6. produce the method for high oily phenotype plant, described method comprises:

A) plant conversion carrier is imported in the CFU-GM of plant, this plant conversion carrier contain coding or be complementary to coding comprise the HIO30.5 polypeptide of amino acid sequence of SEQ ID NO:2 or its lineal homologue sequence nucleotide sequence and

B) CFU-GM of cultivating this conversion is wherein expressed described polynucleotide sequence to produce genetically modified plants, and with respect to check plant, the oil content phenotype of described genetically modified plants display change.

7. pass through the plant of the method acquisition of claim 6.

8. the plant of claim 7, it is selected from rape seed, soybean, corn, sunflower, cotton, cocoa, safflower, oil palm, coconut, flax, castor-oil plant and peanut.

9. the plant of claim 7, plant wherein are selected from the plant that comes from described group of cell growth, the indirect offspring's of the direct offspring's of the plant that comes from described group of cell growth plant and the plant that comes from described group of cell growth plant.

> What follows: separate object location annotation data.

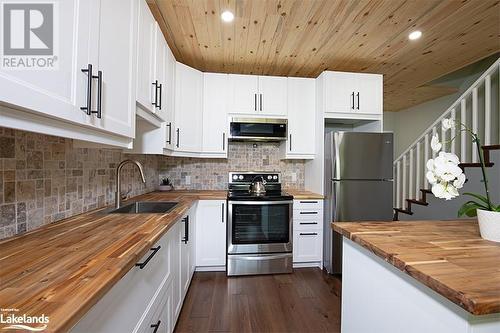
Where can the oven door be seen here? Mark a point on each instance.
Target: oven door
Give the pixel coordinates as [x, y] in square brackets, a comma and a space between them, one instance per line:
[259, 227]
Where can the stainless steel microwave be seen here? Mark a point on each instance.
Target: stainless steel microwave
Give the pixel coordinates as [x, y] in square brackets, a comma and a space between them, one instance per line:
[257, 129]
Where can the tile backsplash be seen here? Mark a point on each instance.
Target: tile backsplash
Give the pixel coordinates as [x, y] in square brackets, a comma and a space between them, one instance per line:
[44, 179]
[212, 174]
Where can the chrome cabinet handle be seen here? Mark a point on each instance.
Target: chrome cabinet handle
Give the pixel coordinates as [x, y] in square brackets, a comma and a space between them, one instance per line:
[169, 141]
[88, 107]
[223, 212]
[155, 103]
[155, 250]
[99, 94]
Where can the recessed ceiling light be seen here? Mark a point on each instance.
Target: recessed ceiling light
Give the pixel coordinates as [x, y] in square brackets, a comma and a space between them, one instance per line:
[415, 35]
[227, 16]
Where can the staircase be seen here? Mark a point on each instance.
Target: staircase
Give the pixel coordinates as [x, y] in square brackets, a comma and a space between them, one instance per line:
[478, 108]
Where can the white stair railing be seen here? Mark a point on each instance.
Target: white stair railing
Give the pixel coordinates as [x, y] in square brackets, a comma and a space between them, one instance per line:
[478, 107]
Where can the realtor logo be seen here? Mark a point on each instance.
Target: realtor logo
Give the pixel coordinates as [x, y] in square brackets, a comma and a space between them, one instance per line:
[29, 35]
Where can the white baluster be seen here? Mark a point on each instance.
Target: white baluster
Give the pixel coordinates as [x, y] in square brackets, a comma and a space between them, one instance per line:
[404, 182]
[487, 110]
[434, 132]
[453, 132]
[398, 184]
[411, 177]
[474, 122]
[418, 181]
[426, 158]
[463, 134]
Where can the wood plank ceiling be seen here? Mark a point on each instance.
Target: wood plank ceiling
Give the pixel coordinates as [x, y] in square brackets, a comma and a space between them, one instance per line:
[306, 37]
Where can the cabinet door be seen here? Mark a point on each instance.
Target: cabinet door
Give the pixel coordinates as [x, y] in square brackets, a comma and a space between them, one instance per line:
[272, 95]
[169, 102]
[340, 92]
[188, 106]
[369, 95]
[58, 92]
[211, 233]
[214, 113]
[117, 47]
[307, 245]
[244, 94]
[301, 117]
[160, 74]
[145, 57]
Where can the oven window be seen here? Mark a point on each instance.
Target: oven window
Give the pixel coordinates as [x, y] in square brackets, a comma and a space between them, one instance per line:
[260, 224]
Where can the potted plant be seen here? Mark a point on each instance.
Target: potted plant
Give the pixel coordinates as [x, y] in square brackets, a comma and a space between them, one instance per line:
[446, 178]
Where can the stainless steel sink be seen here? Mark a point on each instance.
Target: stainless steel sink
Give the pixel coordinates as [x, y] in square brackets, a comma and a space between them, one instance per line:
[139, 207]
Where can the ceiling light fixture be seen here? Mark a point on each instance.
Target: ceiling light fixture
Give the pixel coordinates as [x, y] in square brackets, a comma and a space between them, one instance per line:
[227, 16]
[415, 35]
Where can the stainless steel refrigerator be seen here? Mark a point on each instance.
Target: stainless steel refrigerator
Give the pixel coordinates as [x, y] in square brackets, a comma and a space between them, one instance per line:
[358, 185]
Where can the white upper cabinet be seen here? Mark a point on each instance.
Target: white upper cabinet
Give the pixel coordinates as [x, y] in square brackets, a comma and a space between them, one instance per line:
[57, 92]
[258, 95]
[301, 119]
[117, 61]
[93, 82]
[352, 95]
[215, 96]
[273, 95]
[188, 109]
[146, 57]
[244, 94]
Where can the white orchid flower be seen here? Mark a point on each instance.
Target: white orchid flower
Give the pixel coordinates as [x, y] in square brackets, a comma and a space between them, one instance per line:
[460, 181]
[435, 144]
[447, 124]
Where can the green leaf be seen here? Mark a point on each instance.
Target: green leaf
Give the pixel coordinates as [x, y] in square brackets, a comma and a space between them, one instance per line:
[469, 208]
[478, 196]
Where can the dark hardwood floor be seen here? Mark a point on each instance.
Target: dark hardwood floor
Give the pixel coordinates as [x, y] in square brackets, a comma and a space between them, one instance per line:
[306, 301]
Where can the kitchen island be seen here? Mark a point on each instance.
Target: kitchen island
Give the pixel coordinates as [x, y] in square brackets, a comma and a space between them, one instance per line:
[421, 276]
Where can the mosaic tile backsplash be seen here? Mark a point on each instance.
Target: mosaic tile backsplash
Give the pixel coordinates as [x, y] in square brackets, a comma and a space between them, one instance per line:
[44, 179]
[212, 174]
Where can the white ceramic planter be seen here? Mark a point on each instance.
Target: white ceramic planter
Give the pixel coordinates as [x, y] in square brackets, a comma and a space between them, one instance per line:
[489, 224]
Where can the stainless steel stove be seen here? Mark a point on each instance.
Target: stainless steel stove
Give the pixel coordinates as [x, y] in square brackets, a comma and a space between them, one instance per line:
[259, 234]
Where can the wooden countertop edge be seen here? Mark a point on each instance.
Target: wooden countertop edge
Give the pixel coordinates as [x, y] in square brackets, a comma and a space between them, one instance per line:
[185, 199]
[452, 295]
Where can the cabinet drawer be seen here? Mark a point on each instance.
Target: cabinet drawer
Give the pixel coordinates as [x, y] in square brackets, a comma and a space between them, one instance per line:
[308, 214]
[307, 204]
[307, 245]
[122, 307]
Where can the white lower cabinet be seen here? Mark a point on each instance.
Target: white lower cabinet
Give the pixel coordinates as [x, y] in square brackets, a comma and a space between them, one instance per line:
[307, 232]
[149, 297]
[211, 235]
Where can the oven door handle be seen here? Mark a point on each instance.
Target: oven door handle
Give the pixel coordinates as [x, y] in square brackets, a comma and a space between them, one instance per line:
[260, 203]
[265, 257]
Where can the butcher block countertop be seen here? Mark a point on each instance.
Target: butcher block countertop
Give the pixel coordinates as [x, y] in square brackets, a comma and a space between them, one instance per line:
[450, 257]
[63, 269]
[304, 195]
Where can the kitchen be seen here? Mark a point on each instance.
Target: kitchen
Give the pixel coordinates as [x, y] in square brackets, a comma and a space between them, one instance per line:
[144, 192]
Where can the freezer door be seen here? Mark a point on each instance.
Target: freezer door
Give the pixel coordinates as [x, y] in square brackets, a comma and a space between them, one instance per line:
[358, 155]
[356, 201]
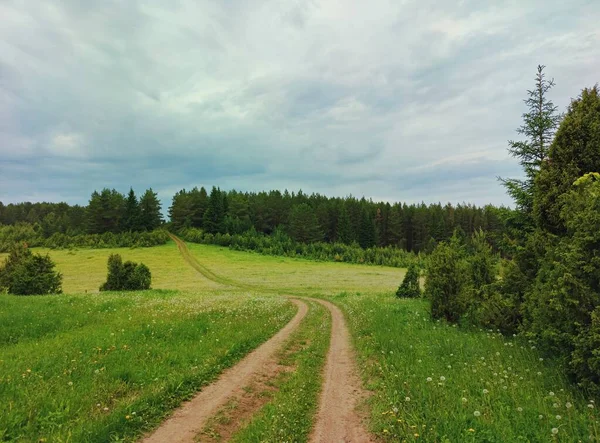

10. produce and have the method for high oily phenotype plant, comprise and identify allelic plant with HIO30.5 gene, the allelomorph of described HIO30.5 gene causes the increase of comparing oil content with the plant of filial generation that lacks this equipotential gene and produce the plant of described evaluation, the filial generation that wherein produces this equipotential gene of heredity and be high oil meter type.

11. the method for claim 10, it uses candidate gene/QTL method.

12. the method for claim 10, it uses the TILLING method.